私は、光の神力を限界以上に凝縮する。本来そういう用途で使われる『聖光穿』よりもさらに強い、超高圧縮の光の神気を作りだす。
「それを弾丸にして、拙者に撃ち出せと!?」
「できる?」
「できる……、と思う。拙者専用の神具であるこの風長銃エンノオズノは、形なき神気を打ち出す銃だ。風の神気が光の神気に置き換わっただけならば、恐らく問題はないはず」
よし。
ヒュエさんとはついさっき戦ったばかり。その時に見せた正確無比な射撃は、今でも背筋が寒くなるほどだ。
すべての属性に対して、少しずつだが優位性を持つ光の神気。
その超圧縮弾ならば、ラファエルを自動で守る風の防壁を貫通できるはず。
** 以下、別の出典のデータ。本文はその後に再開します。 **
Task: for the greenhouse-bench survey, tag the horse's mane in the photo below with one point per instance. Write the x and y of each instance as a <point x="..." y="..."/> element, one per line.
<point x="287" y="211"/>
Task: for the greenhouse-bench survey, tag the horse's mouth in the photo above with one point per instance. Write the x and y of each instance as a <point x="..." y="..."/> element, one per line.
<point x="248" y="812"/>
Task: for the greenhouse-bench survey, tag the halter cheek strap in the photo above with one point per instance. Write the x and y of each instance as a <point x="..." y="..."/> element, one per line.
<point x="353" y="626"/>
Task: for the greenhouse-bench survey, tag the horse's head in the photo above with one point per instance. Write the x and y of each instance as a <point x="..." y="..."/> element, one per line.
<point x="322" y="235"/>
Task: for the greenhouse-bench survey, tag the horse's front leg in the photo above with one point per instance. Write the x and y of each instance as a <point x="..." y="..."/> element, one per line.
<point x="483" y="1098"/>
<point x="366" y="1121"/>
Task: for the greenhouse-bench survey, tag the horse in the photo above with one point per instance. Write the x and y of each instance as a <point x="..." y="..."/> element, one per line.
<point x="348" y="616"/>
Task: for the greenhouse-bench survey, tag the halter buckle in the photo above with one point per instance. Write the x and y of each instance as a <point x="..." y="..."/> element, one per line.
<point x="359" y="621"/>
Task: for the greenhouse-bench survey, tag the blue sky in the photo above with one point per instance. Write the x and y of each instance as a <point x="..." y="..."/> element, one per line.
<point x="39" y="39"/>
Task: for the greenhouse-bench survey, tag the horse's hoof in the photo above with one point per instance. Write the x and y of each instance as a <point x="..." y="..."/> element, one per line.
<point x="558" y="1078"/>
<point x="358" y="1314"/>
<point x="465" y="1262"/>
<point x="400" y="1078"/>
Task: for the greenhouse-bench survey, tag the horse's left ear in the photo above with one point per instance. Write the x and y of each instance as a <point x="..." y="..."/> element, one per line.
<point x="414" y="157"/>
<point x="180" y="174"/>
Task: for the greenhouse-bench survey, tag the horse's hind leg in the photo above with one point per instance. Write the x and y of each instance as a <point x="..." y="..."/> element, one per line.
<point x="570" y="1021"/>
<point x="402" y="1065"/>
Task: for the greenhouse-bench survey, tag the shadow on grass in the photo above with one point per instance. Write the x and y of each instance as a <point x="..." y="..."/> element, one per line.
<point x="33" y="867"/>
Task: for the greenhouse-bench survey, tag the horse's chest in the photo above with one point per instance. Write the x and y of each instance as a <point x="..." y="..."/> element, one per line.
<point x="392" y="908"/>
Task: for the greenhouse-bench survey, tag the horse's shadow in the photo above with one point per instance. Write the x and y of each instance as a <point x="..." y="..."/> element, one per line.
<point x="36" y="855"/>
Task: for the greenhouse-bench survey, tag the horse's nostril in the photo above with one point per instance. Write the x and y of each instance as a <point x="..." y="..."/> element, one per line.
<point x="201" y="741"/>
そしてヒュエさんの精密な狙いでラファエルの頭を撃ち抜く。
これならば一撃で倒せる望みは見えてくる。
「しかし……、もし外したら……?」
「何言ってるの。ヒュエさんは私たちと戦った時、ほとんど的を外さなかったじゃない」
正直な話、相性のいい火の神気で身を守ったミラクちゃんがいなければ、確実に私たちは負けていた。
「私は、ヒュエさんの射撃能力を信じている。絶対当たるって。信じなきゃ始まらないことに、信じるのを迷っても仕方ない」
今日会ったばかりの人に、そこまで信頼を寄せるのもおかしいかもしれない。
しかしこれまで何度も修羅場をくぐってきた私の直感に従う。
この人は信じられるって。
「……信じようとする気持ちを捨てるところから、真の信じる心は生まれる。そうでしたね兄上様」
「え?」
「肩を貸してくれ」
「え? こう?」
ヒュエさんは私の肩に風長銃の銃身を置いて、固定した。
撃った瞬間に銃身がぶれ、狙いを外すのを避けるテクニックだろう。
「……的射も同じ。当てようとする望みを捨てなくては、的の真央を射通すことはできない。全身から力を抜く。意を消し、すべてを体に任せる。日頃から修練している通りに。実相無相。呼吸しながら呼吸を止める。……霜が降りるように、引き金を引く」
その瞬間がわからなかった。
あまりにも自然過ぎたからだろうか。凄まじいことのはずなのに。私までそれが、熟した実が風で落ちるかのような、当たり前の出来事に感じてしまった。
気づいた時には。
魔王ラファエルの頭部が粉々に砕け散っていた。